'Out of the cradle, endlessly rocking...'

Monday, September 23, 2013

do stop whining about your ph.d. and the market for perfessors...

     So, you went and obtained, at great cost in both time and treasure, a Ph. D. in one of the disciplines delightfully bundled as The Humanities. Good for you. Perhaps it took many years, and perhaps you had to endure hour upon hour of hard labor to finish everything. Again, good for you. Now hear the good news - the world owes you not a damned thing for such an achievement
     That's right, you are owed neither a tenure-track position, nor a good salary, nor benefits, nor the prestige that used to accrue to the title 'Professor' (such as it was). If there are no good teaching jobs available for you, well, suck it the hell up. You took the risk, you signed on the line that was dotted, and now you have to live with your decisions.
     Here's the even better news - the sheer fact of obtaining a Ph. D. in The Humanities signifies nothing. From the fact that you now possess a Ph.
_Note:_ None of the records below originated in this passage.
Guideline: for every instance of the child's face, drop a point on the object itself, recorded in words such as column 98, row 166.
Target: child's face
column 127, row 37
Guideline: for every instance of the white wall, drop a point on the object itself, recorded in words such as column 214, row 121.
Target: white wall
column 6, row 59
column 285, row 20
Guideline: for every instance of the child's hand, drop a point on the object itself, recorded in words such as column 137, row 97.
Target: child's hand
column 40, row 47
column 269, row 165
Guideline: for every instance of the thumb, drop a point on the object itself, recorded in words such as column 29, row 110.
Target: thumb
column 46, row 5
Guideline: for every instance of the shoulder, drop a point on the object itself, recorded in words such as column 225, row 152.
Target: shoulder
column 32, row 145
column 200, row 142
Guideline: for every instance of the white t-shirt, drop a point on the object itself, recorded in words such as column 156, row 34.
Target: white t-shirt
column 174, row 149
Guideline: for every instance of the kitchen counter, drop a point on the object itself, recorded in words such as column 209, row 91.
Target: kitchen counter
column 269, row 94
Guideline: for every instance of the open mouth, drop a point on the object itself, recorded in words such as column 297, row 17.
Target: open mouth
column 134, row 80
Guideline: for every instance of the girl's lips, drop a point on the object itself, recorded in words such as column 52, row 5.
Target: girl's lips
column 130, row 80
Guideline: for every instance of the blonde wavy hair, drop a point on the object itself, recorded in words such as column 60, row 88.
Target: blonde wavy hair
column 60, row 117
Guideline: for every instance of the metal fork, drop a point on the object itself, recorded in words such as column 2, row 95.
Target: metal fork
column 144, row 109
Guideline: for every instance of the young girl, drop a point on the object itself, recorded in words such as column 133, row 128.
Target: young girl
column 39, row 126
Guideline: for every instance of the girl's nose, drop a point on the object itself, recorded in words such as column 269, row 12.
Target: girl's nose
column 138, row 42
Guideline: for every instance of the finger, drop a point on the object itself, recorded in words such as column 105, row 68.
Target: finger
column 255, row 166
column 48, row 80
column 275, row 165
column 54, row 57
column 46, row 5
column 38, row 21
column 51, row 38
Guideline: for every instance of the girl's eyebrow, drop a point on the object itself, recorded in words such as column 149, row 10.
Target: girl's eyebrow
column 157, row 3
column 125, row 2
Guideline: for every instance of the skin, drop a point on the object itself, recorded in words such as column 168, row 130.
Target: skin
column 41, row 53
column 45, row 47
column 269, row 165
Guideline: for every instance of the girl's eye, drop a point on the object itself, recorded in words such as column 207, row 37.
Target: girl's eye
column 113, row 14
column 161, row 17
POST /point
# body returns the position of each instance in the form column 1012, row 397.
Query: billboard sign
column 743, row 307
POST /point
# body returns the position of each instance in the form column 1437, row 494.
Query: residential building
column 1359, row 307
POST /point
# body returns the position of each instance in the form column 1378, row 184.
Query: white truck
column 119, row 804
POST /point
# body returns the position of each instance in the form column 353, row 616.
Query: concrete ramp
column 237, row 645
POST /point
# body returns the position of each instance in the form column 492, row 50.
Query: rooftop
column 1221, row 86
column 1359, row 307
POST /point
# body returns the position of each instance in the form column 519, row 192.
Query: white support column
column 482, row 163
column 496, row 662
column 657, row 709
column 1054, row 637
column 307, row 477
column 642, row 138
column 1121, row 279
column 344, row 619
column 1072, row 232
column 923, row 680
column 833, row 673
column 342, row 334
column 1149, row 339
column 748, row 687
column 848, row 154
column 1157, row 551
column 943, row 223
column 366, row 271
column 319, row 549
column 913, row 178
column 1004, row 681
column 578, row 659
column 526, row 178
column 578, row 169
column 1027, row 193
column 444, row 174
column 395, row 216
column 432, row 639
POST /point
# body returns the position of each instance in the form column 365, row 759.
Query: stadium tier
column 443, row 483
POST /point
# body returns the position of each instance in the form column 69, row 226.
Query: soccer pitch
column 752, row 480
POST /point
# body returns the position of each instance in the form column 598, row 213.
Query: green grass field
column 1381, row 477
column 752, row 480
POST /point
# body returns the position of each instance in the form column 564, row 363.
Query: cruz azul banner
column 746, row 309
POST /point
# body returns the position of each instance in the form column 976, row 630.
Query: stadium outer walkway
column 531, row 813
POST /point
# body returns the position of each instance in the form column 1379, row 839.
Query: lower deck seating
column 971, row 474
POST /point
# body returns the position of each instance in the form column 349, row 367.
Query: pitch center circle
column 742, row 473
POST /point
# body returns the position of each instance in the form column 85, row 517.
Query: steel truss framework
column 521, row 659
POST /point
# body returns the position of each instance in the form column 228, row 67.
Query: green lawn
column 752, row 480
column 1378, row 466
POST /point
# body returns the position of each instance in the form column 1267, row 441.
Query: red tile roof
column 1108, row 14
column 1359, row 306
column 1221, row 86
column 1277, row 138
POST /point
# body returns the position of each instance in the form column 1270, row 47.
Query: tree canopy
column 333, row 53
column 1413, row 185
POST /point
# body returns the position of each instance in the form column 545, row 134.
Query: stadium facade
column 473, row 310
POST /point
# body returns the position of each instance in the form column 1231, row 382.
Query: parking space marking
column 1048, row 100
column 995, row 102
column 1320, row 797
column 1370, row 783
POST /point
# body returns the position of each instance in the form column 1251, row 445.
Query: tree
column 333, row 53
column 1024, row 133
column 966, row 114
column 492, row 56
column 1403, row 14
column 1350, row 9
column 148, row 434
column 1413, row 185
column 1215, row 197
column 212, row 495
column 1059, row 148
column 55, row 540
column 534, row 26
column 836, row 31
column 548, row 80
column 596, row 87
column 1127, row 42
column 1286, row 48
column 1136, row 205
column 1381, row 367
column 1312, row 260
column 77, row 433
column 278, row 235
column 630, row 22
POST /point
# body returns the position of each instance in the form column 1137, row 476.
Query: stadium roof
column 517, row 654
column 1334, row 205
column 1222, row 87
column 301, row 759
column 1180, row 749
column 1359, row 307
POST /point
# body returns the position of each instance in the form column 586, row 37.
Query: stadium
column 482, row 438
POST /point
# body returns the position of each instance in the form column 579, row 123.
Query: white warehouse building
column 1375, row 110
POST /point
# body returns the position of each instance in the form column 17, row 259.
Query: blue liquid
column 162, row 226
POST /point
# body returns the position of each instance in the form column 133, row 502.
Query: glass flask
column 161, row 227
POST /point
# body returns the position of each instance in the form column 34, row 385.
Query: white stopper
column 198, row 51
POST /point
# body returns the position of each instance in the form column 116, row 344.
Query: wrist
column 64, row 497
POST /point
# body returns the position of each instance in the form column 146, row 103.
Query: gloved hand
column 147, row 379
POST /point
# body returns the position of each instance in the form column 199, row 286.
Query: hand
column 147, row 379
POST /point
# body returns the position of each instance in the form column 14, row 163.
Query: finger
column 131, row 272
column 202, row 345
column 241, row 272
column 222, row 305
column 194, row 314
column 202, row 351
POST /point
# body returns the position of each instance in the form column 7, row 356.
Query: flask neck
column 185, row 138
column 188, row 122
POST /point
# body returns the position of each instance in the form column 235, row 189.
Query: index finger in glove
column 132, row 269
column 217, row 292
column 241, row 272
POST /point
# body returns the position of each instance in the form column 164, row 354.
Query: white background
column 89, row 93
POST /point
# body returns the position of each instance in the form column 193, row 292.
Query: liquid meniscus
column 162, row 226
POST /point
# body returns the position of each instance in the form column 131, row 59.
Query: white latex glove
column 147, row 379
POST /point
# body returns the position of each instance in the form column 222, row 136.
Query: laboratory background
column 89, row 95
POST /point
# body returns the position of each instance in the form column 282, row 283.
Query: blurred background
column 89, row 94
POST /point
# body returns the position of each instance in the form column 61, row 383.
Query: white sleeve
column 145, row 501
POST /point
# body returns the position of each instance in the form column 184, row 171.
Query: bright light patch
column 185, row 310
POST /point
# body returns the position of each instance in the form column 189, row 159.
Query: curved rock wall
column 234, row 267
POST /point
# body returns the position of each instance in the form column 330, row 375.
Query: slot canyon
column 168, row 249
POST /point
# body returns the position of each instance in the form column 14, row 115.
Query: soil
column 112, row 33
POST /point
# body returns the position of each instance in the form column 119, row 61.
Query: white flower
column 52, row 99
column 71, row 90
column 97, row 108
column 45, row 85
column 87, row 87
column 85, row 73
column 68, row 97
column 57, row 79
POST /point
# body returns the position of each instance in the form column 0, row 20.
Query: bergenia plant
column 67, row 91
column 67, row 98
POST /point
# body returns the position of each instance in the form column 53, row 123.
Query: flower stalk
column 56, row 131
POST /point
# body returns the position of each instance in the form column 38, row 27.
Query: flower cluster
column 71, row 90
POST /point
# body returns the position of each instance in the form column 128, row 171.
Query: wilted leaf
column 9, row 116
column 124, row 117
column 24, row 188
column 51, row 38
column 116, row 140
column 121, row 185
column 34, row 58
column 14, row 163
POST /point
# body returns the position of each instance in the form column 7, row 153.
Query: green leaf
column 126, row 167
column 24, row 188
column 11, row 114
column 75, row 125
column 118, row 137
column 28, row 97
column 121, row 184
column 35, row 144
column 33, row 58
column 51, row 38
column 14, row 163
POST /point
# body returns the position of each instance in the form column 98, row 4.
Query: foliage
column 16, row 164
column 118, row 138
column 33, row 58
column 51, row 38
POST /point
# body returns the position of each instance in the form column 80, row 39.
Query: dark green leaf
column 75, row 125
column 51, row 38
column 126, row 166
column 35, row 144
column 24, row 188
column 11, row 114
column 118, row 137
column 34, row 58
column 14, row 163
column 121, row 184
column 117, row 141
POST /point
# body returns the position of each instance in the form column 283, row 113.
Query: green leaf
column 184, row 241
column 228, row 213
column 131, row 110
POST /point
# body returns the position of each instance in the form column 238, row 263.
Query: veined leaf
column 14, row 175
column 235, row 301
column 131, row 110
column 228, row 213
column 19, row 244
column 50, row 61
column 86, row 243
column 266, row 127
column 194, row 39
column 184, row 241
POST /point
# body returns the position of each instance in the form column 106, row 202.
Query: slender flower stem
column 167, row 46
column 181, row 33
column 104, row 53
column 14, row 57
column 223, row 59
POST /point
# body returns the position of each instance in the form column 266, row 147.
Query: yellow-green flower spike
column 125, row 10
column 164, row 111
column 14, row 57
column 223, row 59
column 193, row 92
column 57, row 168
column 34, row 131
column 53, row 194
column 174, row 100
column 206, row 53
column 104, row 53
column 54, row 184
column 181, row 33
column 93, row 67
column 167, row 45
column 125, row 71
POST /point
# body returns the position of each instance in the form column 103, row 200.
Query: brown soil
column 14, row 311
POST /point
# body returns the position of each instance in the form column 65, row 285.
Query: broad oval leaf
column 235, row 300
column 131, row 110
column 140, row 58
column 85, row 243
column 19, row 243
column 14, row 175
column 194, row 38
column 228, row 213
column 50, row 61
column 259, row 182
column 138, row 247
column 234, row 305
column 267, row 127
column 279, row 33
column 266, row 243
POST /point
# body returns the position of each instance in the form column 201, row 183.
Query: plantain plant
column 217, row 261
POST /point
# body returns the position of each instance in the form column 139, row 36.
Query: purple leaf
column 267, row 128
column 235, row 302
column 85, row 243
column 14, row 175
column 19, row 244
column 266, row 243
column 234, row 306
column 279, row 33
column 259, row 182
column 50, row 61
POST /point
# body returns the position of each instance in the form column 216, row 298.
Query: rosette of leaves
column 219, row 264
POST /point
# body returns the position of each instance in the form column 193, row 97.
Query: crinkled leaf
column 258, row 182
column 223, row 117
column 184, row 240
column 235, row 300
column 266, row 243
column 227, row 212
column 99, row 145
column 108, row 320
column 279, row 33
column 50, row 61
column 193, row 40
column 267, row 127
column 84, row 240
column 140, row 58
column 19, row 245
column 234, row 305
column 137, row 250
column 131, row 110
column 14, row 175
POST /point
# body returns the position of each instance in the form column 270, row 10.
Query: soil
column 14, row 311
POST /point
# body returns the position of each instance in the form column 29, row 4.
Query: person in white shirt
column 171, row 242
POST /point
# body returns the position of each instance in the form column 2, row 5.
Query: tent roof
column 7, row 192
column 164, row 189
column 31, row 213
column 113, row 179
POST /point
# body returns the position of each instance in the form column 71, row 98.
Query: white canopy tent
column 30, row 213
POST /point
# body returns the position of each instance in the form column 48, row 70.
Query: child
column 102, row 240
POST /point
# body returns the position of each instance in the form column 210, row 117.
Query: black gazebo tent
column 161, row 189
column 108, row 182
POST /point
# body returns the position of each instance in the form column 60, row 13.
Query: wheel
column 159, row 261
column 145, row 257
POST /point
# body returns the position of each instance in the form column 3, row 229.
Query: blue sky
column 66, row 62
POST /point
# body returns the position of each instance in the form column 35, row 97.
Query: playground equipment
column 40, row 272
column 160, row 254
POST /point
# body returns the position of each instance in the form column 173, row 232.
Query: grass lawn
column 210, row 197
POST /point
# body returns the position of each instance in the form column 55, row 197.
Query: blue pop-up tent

D., I can infer nothing about your intelligence, your talent, your brazen originality or lack thereof. To be blunt, I find most Ph. D.'s to be little more than somewhat smart time-servers. They have an uncanny ability to please, to negotiate bureaucratic tangles, and to stay just on this side of the truly transgressive. Most can write somewhat serviceable prose, but don't ask me to spend time reading it. In short, rarely does the labor and time required to obtain a Ph. D. signify anything other than a desire to never leave school, and that, dear reader, qualifies a person to do absolutely nothing.
     This implies that the lack of good teaching jobs might just reflect on you, the holder of that newly minted Ph. D., as much as it does on the 'Market'. Perhaps, despite your GPA and all those reviews, you're at best a passable teacher and a mediocre scholar. To put it in the most brutal terms possible, perhaps you're just not worth the $250k a year a good school would spend on you as a tenure-track professor pulling down a good salary. 
     So please, stop whining about the State Of The Humanities. Stop whining, for the love of God, about how you can't make a living teaching Old Church Slavonic at the local state school. You knew the odds, you took your chances, now be a grown up and live with the consequences. 
     Now, if you'll excuse me, I have to review the Greek Verb in the Subjunctive Mood, then drive thirty miles to inspect an enormous roof. If all goes well this week, I should secure three contracts worth around $18,000 to my company. This might allow me to hire another person - it'll take some more math to figure out if that's possible. All the while, there will be world enough and time to read Homer, study some Greek, and contemplate Pranger's argument in Eternity's Ennui. What do you have planned?